Unlike Pathway 1, which is restricted to drugs approved by Health Canada, Pathway 2 would allow manufacturers to import versions of their FDA-approved drugs that are sold in foreign countries. To import drugs under this pathway, manufacturers (or their authorized representatives) would be required to establish that the version of the drug sold in a foreign country is the same as the U.S. version approved by FDA (e.g., through manufacturing records). If this condition is met, FDA would allow the drug to be labeled for sale in the United States and imported pursuant to section 801(d) of the FDCA under the existing approval for the U.S. version. Manufacturers who qualify to import drugs under this pathway would be permitted to market the imported drug under a different National Drug Code than the U.S. version. According to the Action Plan, this pathway “would highlight an opportunity for manufacturers to use importation to offer lower-cost versions of their drugs.” HHS is evaluating whether additional safeguards would be needed to ensure that the imported drug is a bona fide foreign version of an FDA-approved drug. FDA plans to publish a draft guidance document that will outline detailed recommendations on the requirements for importing products under Pathway 2.
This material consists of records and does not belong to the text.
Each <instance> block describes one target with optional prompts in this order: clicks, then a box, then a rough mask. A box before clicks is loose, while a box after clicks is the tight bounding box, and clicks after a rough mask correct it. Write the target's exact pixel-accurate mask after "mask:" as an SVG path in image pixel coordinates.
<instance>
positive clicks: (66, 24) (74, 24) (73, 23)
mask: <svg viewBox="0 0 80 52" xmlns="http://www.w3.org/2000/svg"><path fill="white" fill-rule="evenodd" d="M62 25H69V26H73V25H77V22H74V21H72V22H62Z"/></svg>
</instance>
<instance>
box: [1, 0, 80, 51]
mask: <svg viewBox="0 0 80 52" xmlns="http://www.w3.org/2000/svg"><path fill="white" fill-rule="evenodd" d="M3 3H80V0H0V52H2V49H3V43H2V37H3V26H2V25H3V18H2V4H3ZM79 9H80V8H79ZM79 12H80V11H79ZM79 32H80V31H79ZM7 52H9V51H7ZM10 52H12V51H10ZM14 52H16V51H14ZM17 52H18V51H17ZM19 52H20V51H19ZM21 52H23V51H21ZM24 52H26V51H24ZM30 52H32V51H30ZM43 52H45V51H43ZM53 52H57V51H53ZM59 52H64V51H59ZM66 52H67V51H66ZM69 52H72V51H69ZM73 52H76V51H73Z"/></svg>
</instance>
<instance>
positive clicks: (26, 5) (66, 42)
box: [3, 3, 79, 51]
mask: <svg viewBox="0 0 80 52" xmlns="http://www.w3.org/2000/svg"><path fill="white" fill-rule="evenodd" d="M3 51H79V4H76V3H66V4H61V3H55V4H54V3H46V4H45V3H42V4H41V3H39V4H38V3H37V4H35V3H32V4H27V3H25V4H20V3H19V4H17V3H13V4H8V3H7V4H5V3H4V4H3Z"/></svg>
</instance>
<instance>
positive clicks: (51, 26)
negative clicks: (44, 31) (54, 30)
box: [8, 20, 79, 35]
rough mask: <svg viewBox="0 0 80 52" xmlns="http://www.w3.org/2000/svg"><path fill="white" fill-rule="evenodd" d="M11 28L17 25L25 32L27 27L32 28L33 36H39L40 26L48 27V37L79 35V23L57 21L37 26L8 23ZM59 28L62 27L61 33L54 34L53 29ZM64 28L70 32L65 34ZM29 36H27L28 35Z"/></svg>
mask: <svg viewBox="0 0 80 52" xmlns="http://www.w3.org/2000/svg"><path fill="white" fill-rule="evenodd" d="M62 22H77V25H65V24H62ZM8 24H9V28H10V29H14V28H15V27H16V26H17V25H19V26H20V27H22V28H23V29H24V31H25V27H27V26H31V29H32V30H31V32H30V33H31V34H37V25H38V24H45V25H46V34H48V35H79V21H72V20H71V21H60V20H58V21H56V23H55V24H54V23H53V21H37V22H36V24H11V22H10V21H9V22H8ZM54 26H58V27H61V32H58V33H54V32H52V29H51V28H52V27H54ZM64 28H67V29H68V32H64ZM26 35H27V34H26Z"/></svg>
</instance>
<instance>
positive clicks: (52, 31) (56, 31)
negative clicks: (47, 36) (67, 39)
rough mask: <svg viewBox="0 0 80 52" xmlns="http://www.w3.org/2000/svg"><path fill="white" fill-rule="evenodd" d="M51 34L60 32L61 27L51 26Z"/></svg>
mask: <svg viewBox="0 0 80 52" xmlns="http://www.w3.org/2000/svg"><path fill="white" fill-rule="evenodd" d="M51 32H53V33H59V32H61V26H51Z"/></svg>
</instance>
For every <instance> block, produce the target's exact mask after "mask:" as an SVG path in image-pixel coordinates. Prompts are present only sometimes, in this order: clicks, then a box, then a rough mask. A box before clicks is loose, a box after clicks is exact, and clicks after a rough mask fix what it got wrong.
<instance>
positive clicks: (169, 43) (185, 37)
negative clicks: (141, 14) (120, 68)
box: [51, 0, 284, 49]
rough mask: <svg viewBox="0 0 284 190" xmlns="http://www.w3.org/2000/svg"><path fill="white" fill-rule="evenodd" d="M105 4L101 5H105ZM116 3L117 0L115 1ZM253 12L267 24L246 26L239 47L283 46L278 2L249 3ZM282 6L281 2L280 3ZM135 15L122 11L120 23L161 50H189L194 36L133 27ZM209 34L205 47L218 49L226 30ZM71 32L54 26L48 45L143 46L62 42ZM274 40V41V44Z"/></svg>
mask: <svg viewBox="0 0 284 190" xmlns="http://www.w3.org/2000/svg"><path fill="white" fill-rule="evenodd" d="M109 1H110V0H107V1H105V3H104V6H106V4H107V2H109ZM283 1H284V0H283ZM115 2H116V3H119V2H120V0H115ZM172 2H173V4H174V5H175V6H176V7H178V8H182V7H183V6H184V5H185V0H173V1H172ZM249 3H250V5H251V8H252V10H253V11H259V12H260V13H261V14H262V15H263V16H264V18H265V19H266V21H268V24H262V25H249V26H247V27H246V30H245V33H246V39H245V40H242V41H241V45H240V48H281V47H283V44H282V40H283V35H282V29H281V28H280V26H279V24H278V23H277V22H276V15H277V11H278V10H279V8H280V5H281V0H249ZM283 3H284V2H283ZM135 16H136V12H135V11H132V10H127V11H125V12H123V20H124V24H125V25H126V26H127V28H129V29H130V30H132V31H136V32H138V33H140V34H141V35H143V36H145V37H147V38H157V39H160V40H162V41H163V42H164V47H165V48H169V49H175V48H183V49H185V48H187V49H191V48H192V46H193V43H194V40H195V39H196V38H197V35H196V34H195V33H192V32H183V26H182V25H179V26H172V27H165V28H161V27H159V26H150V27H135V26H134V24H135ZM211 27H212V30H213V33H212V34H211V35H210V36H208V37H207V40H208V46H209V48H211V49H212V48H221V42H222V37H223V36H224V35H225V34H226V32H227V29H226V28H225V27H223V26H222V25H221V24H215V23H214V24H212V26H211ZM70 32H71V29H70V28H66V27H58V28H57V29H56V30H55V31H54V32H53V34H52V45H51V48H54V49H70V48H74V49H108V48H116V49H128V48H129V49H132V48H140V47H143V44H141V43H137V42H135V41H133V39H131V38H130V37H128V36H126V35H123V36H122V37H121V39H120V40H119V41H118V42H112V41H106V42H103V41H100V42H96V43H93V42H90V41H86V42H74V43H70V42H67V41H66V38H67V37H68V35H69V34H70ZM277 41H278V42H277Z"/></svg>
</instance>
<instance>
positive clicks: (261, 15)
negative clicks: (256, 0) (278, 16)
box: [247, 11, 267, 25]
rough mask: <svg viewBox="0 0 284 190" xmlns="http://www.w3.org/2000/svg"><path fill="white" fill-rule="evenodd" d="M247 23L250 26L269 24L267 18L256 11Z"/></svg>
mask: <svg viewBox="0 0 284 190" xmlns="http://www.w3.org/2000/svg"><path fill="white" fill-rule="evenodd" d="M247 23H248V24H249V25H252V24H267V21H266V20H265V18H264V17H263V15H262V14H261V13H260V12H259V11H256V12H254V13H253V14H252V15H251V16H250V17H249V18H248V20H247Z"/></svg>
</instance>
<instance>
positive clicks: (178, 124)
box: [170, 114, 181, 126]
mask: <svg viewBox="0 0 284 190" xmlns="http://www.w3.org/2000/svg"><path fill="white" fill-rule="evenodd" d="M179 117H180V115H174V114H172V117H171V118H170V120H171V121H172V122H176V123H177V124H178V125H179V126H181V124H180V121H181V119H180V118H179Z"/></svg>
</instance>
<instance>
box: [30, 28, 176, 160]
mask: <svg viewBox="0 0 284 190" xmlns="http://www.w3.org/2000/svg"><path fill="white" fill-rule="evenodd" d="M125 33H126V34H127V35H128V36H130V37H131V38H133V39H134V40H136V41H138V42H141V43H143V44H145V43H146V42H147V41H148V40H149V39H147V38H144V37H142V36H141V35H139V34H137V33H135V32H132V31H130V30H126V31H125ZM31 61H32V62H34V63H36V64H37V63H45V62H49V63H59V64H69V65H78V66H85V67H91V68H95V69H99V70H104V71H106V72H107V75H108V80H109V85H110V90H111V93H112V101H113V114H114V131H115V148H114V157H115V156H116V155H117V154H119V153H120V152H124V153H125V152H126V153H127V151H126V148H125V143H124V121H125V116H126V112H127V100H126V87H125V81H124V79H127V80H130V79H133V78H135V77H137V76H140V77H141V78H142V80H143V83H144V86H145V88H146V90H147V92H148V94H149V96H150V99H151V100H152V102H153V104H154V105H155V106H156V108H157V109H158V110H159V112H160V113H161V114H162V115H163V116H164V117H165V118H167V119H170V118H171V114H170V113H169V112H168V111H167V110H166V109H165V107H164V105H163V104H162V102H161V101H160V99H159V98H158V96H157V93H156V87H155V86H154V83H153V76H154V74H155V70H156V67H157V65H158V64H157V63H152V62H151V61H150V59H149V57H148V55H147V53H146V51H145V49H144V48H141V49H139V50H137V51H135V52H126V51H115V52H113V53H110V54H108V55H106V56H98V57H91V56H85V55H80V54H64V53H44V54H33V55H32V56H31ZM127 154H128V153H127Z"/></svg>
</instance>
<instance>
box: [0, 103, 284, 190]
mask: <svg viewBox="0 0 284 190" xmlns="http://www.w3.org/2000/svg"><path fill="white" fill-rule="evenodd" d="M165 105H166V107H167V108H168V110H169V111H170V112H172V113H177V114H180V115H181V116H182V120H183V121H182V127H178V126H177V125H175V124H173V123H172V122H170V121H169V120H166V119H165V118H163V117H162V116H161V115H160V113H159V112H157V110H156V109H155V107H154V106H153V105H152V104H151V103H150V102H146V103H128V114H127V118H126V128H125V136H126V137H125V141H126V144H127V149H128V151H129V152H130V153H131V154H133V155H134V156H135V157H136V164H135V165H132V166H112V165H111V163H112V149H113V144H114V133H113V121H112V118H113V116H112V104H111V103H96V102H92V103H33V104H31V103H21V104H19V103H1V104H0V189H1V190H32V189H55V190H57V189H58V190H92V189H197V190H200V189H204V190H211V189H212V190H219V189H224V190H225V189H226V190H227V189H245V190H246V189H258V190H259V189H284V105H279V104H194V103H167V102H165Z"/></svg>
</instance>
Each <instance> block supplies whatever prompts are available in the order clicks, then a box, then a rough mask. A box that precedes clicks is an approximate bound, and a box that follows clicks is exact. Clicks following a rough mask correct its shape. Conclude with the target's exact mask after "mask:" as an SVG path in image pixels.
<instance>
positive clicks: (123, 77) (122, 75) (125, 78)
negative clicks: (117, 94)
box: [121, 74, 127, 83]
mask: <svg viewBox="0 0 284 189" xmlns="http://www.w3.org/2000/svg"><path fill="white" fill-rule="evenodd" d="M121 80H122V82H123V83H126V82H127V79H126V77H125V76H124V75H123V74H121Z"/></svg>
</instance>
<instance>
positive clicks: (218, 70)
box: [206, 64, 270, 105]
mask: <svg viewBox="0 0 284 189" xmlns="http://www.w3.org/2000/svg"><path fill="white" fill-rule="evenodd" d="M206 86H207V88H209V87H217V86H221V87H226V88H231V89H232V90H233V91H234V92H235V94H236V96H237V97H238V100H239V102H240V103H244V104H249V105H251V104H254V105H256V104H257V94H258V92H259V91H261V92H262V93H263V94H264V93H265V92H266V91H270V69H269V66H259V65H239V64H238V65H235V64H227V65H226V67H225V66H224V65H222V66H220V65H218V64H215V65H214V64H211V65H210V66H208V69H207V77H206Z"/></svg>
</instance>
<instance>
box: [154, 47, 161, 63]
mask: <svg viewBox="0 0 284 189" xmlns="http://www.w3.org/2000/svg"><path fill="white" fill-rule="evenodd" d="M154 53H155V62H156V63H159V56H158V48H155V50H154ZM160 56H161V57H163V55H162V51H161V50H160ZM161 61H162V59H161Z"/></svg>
Industry stakeholders have expressed concern that these new pathways would enable the entry of drugs outside the “gold standard” U.S. supply chain and thereby pose risk to U.S. patients. Concerns have also been raised internationally that the Action Plan may trigger drug shortages in Canada.  It remains to be seen how HHS and FDA will address these concerns, as the Action Plan does not specify a timeline for publishing the proposed rule or the guidance document. Their publication will provide an opportunity for stakeholders to submit comments in response to the specific details of the proposed pathways. Stakeholders should continue to monitor any developments to the Action Plan and to submit comments on the proposals as they become available. Stakeholders should also evaluate the potential impact of these importation proposals on their current distribution and supply chains.